Jennifer, your probably are in a loving and exclusive relationship but definitely not committed...
I understand your frustration with the current arrangements. 4 years of dating is enough to understand either you want to commit or just stay "friends with benefits" which is not a desirable option for you... If he is not ready to commit, then you need to decide for yourself...


----------



## unbelievable (Aug 20, 2010)

A long term girlfriend has no rights unless you cohabitate with a man over a period of several years or you have his child. The law will permit you to have sex with a "boyfriend" the rest of your days and they will not interfere. 
You are a mother. He wants no part of your family. He's just not for you. Even after your kids are grown, they will still be a significant part of your family and there will be grandchildren, etc. A man who loves you would want to be part of your life and would be interested in the things and people you love and value. He sounds committed enough to meet you for sex. That's about the same level of commitment you could expect from any randomly selected man on the planet. You should expect and demand more.


----------



## Homemaker_Numero_Uno (Jan 18, 2011)

If you're not getting what you want and need on a day to day basis, why even worry about what you may or may not get in the future? Just because he has a viable reason doesn't mean that your needs need to take a back seat. It's your life. You can allow in or out of it according to how you want to shape it. Someone who doesn't have the same present "base" or vision of the future as you isn't someone you should invest your time, money, or other assets into. Unless you enjoy the feeling of being a docile and compliant door mat.


----------



## SouthernMiss (Apr 25, 2013)

How do you love a man who wants nothing to do with your children?
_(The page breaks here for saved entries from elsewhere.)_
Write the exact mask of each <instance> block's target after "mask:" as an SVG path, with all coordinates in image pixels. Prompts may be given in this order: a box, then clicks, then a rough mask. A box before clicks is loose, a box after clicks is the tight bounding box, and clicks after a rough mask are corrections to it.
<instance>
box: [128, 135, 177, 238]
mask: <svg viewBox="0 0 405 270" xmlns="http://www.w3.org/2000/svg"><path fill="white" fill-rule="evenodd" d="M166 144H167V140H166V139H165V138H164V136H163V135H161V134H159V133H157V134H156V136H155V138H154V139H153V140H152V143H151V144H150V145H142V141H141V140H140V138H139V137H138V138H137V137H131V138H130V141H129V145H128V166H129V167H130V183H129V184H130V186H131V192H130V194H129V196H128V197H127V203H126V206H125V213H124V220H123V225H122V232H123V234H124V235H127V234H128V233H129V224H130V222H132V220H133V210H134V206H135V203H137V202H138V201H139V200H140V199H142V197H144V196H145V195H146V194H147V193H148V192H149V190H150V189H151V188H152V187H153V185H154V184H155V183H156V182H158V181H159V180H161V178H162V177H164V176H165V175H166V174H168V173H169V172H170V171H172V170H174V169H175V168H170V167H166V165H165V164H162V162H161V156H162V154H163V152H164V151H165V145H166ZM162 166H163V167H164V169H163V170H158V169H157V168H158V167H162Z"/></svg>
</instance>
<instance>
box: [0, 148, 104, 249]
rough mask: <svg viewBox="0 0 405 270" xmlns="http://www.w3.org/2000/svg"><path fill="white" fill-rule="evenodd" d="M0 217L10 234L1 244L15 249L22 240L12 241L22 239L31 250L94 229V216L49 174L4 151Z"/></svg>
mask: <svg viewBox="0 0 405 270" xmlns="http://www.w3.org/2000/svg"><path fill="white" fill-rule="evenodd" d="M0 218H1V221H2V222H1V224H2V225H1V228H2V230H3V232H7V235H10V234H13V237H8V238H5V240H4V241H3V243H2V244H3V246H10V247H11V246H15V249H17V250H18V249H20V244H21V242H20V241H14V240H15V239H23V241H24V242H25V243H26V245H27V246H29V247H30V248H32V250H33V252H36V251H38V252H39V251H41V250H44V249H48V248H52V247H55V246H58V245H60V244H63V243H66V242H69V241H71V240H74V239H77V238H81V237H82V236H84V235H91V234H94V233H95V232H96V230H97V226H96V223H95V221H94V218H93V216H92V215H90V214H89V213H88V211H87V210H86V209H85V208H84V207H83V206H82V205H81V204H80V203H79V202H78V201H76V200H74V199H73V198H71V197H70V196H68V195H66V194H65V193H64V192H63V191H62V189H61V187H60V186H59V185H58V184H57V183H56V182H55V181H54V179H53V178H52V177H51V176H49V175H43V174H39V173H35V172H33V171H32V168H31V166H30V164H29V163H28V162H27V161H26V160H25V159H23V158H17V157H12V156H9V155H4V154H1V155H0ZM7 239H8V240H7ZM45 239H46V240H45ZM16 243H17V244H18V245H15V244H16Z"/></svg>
I'm a mom, and I had a litmus test for men when it came to my children when I began dating. They don't want my kids, they don't want me. 

It's good that he's telling you the truth. It's good that he's honest with you. At least he doesn't lie to you about how he feels, and he deserves credit for that.

But how do you love someone who feels that way about your kids??  

He would rather not commit to you than have to deal with your kids every day...he shouldn't be involved with a woman with kids then. And, IMO, you shouldn't be involved with a man with those priorities.


----------